On the evening of July 11th, 2024, fireTMS experienced a significant outage due to an incident with our cloud provider OVH, which led to the unexpected shutdown of our main database. The main database is critical for our operations, handling all user data and transactions. This report outlines the timeline of events, our response, and the steps taken to restore full functionality to our services.
Replica server – A replica server is a copy of the main database server that stores the same data and is synchronised with the main server in real time. The machine is in a different location from the main database.
Virtualisation – a technology that allows multiple virtual machines to run on a single physical server, allowing for better resource utilisation, flexibility and isolation of environments.
Work server – is a server that processes tasks in the background, handling various events and external operations, offloading the main application.
RAID – for technology that combines multiple disks into any system, increasing performance and providing data protection against disk failure.UI server – is a server that manages user interactions with the application interface, processing requests and providing real-time responses.
– 21:59:15: OVH unexpectedly powered off the fireTMS main database server.
– 07:28: Employees discovered the database server was down and attempted to access it via the OVH panel IPMI protocol.

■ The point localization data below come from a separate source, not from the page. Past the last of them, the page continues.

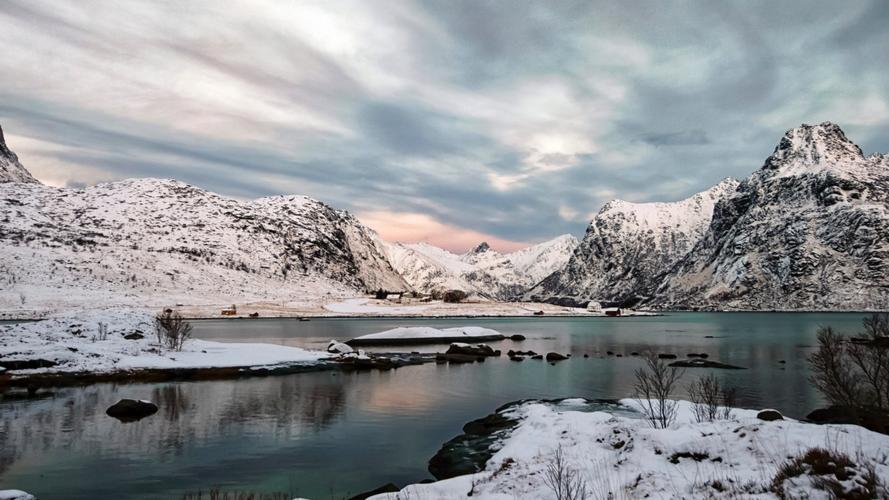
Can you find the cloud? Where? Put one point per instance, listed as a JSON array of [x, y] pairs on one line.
[[496, 120]]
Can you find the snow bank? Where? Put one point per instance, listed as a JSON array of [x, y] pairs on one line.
[[625, 457], [73, 342], [425, 334]]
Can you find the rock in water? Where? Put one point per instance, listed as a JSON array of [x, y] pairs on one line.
[[554, 356], [131, 410], [472, 350], [337, 347], [16, 495], [769, 415]]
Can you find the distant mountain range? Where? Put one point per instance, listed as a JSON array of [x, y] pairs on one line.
[[808, 230]]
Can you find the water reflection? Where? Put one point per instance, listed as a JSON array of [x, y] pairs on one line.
[[331, 434]]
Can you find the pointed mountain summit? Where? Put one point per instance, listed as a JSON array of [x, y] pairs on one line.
[[481, 248], [11, 170], [807, 231]]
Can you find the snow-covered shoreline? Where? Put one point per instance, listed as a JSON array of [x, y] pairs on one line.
[[123, 340], [618, 456]]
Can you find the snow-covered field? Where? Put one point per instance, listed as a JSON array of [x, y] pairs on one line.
[[620, 457], [75, 342], [425, 333]]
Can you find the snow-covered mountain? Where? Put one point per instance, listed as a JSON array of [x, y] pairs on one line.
[[481, 271], [123, 242], [10, 168], [809, 230], [629, 246]]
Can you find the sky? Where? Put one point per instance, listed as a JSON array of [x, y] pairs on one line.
[[449, 122]]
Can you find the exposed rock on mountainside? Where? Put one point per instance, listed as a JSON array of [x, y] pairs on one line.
[[10, 168], [124, 242], [629, 246], [481, 271], [809, 230]]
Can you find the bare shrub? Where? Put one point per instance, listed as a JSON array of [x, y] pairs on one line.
[[171, 329], [854, 374], [655, 383], [712, 401], [220, 494], [829, 471], [564, 480]]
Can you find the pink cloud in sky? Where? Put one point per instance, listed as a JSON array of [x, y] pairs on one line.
[[408, 227]]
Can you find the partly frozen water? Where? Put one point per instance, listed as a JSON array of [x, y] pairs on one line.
[[331, 435]]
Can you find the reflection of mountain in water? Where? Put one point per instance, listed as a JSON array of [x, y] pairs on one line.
[[190, 414]]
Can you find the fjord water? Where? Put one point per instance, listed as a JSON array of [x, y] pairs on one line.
[[334, 434]]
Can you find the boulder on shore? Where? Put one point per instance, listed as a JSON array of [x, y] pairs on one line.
[[131, 410], [769, 415], [472, 350], [554, 356]]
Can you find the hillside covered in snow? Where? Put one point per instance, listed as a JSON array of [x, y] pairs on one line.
[[809, 230], [628, 247], [158, 242], [482, 271]]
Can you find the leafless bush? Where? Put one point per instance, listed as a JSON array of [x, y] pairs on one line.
[[655, 383], [854, 374], [563, 480], [712, 401], [219, 494], [830, 471], [171, 329]]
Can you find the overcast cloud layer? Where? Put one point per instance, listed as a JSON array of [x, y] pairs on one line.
[[450, 121]]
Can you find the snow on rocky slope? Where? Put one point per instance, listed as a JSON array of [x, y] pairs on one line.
[[10, 168], [809, 230], [481, 271], [629, 246], [158, 242], [616, 455]]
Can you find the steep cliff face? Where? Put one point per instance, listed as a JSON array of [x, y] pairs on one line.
[[809, 230], [481, 271], [628, 247], [126, 241], [11, 170]]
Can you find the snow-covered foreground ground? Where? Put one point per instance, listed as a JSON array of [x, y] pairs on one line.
[[74, 343], [620, 457]]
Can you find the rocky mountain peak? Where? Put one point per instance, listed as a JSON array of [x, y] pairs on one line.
[[809, 145], [481, 248], [10, 168]]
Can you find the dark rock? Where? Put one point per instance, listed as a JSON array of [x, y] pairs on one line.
[[870, 418], [468, 452], [703, 363], [472, 350], [27, 364], [459, 358], [554, 356], [386, 488], [769, 415], [131, 410]]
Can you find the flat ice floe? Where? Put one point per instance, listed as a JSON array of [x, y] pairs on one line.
[[72, 342], [428, 335], [621, 457]]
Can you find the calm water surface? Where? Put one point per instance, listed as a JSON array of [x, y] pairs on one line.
[[331, 434]]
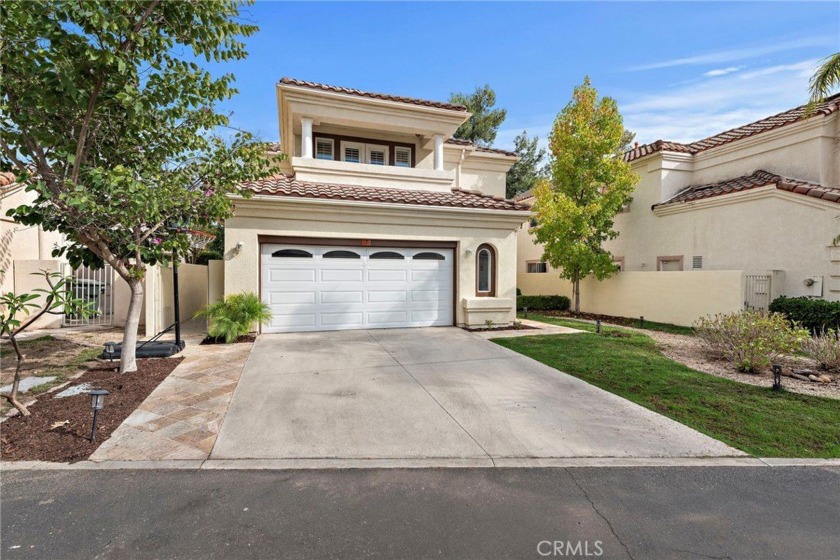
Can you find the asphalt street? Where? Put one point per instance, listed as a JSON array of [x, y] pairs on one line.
[[650, 512]]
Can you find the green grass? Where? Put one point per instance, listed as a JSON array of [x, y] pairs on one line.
[[647, 325], [757, 420]]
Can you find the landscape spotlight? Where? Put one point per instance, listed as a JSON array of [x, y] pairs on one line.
[[777, 377], [97, 402]]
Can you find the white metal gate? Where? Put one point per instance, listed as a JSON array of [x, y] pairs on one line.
[[95, 286], [757, 294]]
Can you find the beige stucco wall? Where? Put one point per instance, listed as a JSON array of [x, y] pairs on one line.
[[192, 292], [26, 278], [665, 297], [280, 217], [19, 242], [758, 231], [215, 280]]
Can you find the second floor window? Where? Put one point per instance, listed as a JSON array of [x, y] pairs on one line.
[[402, 156], [324, 148]]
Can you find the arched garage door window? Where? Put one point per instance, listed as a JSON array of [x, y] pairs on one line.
[[485, 271]]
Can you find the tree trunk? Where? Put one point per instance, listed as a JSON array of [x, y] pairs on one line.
[[12, 396], [128, 360]]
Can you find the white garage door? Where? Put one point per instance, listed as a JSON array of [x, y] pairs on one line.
[[314, 288]]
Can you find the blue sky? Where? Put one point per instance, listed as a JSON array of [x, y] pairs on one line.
[[680, 71]]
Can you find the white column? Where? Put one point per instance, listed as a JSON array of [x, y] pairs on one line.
[[439, 152], [306, 137]]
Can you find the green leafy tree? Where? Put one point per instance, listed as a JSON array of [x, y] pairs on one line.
[[109, 119], [20, 311], [523, 174], [588, 186], [825, 80], [483, 125]]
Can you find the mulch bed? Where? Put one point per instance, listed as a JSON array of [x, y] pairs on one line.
[[217, 340], [509, 328], [29, 438], [624, 321]]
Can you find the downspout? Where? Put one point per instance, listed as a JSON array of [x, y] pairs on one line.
[[458, 169]]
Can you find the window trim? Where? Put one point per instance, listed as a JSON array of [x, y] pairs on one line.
[[331, 142], [341, 254], [291, 253], [369, 147], [405, 149], [492, 252], [358, 145], [529, 263], [387, 256], [669, 258]]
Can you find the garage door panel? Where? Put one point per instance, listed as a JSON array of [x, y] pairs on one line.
[[285, 321], [291, 298], [387, 296], [342, 297], [342, 275], [347, 320], [379, 275], [378, 318], [321, 293], [287, 275]]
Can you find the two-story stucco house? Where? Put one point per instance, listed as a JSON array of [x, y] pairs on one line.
[[377, 218], [761, 198]]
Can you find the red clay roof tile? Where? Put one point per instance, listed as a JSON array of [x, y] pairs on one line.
[[772, 122], [759, 178], [372, 95], [283, 185]]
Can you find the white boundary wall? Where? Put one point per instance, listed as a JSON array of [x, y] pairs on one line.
[[664, 297]]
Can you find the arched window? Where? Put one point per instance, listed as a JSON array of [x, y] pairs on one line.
[[387, 255], [428, 256], [292, 253], [339, 254], [485, 271]]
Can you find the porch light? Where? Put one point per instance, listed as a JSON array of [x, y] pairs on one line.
[[110, 349], [97, 402], [777, 377]]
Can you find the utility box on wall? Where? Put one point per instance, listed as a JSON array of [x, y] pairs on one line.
[[813, 286]]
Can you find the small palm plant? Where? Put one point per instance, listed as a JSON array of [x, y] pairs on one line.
[[234, 316]]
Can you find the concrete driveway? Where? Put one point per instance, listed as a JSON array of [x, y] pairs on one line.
[[431, 394]]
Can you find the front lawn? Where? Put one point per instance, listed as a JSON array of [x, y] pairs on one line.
[[754, 419]]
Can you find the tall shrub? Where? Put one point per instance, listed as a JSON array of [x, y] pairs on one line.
[[815, 315], [750, 340], [235, 316]]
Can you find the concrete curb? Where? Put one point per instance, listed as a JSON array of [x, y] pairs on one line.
[[419, 463]]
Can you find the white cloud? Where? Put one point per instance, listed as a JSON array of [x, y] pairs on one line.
[[722, 71], [741, 53], [691, 112]]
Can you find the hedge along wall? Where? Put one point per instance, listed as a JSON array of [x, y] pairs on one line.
[[813, 314], [664, 297]]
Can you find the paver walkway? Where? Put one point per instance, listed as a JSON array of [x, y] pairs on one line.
[[182, 416]]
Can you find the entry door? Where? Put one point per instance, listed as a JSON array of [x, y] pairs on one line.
[[320, 288]]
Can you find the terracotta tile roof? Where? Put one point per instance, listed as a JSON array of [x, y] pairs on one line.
[[283, 185], [830, 105], [460, 142], [757, 179], [524, 195], [372, 95]]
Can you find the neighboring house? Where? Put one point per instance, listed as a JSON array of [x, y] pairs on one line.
[[377, 218], [761, 198]]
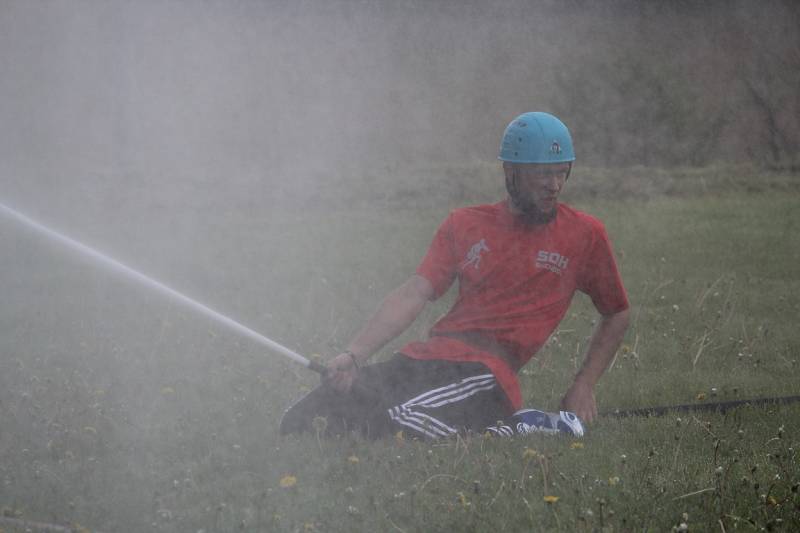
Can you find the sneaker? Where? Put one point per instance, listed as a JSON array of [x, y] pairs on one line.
[[534, 421]]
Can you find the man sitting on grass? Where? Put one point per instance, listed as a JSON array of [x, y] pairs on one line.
[[518, 263]]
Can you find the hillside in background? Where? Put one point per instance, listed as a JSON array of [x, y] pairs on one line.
[[303, 91]]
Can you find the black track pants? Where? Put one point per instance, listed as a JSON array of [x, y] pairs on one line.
[[424, 398]]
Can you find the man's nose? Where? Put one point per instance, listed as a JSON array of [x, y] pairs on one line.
[[554, 183]]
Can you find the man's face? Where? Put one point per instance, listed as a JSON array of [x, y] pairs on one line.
[[534, 188]]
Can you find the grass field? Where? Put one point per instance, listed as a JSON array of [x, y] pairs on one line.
[[121, 411]]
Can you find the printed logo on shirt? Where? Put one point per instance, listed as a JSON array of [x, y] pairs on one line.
[[474, 255], [552, 261]]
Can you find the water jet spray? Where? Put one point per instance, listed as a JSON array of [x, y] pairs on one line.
[[147, 281]]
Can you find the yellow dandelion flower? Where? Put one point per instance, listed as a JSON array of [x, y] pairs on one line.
[[772, 501], [530, 453], [462, 499], [288, 481]]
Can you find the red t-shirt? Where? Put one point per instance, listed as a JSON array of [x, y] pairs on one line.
[[515, 283]]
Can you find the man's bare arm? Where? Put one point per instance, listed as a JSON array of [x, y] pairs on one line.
[[396, 313], [602, 347]]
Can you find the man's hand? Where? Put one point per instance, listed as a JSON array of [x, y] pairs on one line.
[[604, 343], [579, 399], [342, 372]]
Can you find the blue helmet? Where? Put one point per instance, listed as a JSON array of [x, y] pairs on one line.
[[536, 138]]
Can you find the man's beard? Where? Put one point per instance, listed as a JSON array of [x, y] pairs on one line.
[[531, 215]]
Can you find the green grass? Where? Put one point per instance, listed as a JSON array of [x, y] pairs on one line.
[[121, 411]]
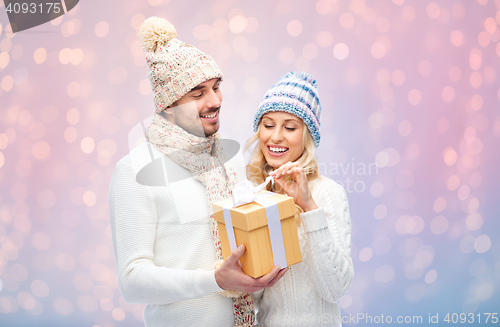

The server status was “Powered Off.”
Quick search by OVH status page showed that our server had an “Incident”.
With vague information:
– 07:37: We switched to our replica database located in a different datacenter in another country.
– 07:57: UI servers were restarted after switching to the replica database.
– 08:12: Degraded application performance was noted due to insufficient CPU resources on the VM instance. The worker server was also underperforming, prompting us to plan a switch to a backup datacenter.
– 22:20: Successfully switched the worker server to backup datacenter, resulting in improved performance on event consumption.
– Decision: Opted to purchase two new UI servers in a backup datacenter with a 24-hour delivery time, as the delivery time for a similar server to our main database was over 72 hours.
– 19:08: OVH powered on our main database server.
– 10:00: Began preparations to switch to new servers in a backup datacenter and checked the status of the main database server.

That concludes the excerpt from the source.